His first marriage, to Joan Preston, gave him his son Adam in 1972. In 1975, he married Diana Geensen, a librarian from Williams Lake, whom he met while teaching at Alkali Lake.
Before moving to Alkali Lake, Lorne had travelled with Little People’s Caravan, a gypsy-style theatre company with wagons pulled by magnificent Clydesdale horses. Lorne and Diana purchased a pair of Clydes in 1976, Andy and Prince, and began logging with them near Salmon Arm, where Lorne published his first book of poetry, Spit on Wishes. The couple have raised three children, Creole Dan, Tereina Marie and Eastern Joe.
Dufour’s second poetry collection, Starting From Promise (Broken Jaw Press, 2000) won the Poets’ Corner Award
Review of the author’s work by BC Studies:
Jacob’s Prayer: Loss and Resilience at Alkali Lake
Spit on Wishes
Starting From Promise (Broken Jaw Press, 2000)
Jacob’s Prayer: Loss and Resilience at Alkali Lake (Caitlin, 2009)
The Silence of Horses (Caitlin 2013) $16.95 978-1-927575-09-3
Jacob’s Prayer: Loss and Resilience at Alkali Lake (Caitlin $18.95)
from Sage Birchwater & BCBW
Jacob Roper, a member of the Esketemc people (formerly known as the Alkali Lake Band), saved the life of Lorne Dufour in 1975, when Dufour was an elementary schoolteacher at Alkali Lake.
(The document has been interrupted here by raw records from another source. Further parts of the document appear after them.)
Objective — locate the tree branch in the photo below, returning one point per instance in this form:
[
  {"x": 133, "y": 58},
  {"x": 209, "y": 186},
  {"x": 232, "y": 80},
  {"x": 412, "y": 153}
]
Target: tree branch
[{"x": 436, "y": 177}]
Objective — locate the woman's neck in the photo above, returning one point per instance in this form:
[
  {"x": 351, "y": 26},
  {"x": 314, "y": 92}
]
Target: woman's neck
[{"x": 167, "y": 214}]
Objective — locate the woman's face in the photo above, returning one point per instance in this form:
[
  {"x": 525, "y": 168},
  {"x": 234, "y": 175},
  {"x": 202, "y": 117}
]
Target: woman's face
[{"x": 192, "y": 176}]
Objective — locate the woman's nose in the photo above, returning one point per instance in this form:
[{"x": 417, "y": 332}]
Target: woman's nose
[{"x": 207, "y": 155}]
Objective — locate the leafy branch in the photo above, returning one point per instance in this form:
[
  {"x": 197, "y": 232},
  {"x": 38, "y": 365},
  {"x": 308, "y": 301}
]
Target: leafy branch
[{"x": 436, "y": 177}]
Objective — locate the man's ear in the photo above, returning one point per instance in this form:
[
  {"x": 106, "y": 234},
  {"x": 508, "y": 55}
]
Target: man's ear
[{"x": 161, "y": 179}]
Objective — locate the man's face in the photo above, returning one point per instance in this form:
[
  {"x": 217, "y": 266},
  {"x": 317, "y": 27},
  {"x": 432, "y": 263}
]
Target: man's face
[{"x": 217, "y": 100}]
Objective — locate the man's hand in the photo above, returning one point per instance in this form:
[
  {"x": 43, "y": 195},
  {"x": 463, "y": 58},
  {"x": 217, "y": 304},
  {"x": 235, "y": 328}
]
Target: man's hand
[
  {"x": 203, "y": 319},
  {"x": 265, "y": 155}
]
Dufour’s new memoir Jacob’s Prayer: Loss and Resilience at Alkali Lake (Caitlin $18.95) recalls Jacob’s inspirational rescue as well as the tragedy that took the lives of two prominent local men on the same unforgettable night. In 1985, Lorne Dufour played an alcoholic priest in the film called The Honor of All that re-enacts the story of the Alkali Lake Reserve’s battle with the severe spread of alcoholism. Lorne Dufour is now a handlogger and poet who lives off the grid in McLeese Lake, B.C., with his wife Diana. Jacob Roper still lives at Alkali Lake.
The saga of alkali lake is a classic B.C. story. For decades the gigantic Alkali Lake Ranch in the Cariboo was separated from the Secwepemc village of Esket (Alkali Lake) by a narrow, gravel road. On one side of Dog Creek Road was poverty; on the other was opulence.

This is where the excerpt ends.